Groundwater sources must be managed with an appreciation for their surrounding environments, topography and land uses.
- Multiple protection barriers are needed
Ensuring the health safety of drinking water wells must be approached from several angles. Beyond the first priority of selecting reliable, high-quality drinking water sources in the development of a drinking water well, regulations for well construction, maintenance and inspections must be enforced to protect drinking water from surface water infiltration and contamination.

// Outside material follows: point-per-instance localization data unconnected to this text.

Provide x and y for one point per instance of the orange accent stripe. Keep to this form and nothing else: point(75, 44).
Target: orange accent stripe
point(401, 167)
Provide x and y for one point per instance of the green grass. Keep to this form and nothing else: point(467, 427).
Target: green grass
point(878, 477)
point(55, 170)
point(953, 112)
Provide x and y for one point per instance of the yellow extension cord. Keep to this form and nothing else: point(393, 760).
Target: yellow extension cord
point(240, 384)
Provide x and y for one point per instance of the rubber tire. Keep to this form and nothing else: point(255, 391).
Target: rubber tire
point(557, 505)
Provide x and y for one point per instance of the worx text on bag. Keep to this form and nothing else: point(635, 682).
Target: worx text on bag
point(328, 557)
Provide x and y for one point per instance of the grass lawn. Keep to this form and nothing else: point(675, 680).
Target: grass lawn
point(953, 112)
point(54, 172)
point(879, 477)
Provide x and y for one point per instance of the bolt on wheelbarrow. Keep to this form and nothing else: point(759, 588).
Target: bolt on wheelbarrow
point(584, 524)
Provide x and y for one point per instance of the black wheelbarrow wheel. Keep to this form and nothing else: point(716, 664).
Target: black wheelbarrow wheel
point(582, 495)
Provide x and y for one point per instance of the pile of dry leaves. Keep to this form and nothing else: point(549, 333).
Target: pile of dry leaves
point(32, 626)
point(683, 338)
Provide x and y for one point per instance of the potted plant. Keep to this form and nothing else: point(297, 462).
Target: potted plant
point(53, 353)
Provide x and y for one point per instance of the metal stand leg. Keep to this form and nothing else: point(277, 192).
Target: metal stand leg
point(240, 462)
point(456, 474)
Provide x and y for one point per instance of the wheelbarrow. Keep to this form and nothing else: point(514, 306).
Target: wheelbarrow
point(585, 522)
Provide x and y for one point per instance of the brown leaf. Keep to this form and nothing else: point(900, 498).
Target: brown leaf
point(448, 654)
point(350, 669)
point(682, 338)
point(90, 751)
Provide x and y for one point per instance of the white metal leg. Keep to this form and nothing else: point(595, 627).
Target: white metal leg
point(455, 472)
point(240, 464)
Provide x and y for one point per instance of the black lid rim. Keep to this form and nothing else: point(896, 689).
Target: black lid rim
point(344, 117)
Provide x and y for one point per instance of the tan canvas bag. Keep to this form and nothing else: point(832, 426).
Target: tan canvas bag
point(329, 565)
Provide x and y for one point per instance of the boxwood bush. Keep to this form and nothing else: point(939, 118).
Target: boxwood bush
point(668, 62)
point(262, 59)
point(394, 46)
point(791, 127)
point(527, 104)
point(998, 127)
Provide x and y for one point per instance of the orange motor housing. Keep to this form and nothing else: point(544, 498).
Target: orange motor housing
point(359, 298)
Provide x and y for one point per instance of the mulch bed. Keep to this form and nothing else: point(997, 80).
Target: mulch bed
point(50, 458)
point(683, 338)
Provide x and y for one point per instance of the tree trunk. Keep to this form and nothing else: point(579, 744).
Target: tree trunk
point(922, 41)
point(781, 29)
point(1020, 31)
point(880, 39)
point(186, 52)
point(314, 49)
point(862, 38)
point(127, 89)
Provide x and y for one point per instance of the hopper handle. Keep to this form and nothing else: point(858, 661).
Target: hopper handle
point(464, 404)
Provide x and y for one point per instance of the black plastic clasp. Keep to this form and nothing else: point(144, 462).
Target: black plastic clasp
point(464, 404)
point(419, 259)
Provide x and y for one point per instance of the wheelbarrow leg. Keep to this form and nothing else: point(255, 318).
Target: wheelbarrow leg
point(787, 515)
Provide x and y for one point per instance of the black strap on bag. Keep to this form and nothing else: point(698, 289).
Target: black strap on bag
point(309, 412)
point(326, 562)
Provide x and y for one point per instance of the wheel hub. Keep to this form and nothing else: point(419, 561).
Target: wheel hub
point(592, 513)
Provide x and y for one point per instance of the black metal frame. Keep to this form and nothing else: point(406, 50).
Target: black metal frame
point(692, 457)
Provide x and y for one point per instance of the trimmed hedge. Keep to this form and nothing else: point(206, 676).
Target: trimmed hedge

Five years later, the truth about what happened at Walkerton has finally emerged and the picture that has come into focus is one each of us can appreciate. While it was one incident in one town in one country, the troubling lesson of Walkerton is that it could happen anywhere. Given the right conditions of inattention, mismanagement and lack of understanding by those in charge, a hazardous outbreak could be visited upon any community. As would be expected, the public health tragedy that occurred in Walkerton still haunts the town. Yet, much was learned, both by both by Canadian water officials and municipal water facilities operators and managers across North America. One message, perhaps above all else is made clear by the events of 2000: our public waters are our most valued and vulnerable public resource. Investment in keeping them safe and secure needs to be a community’s first priority.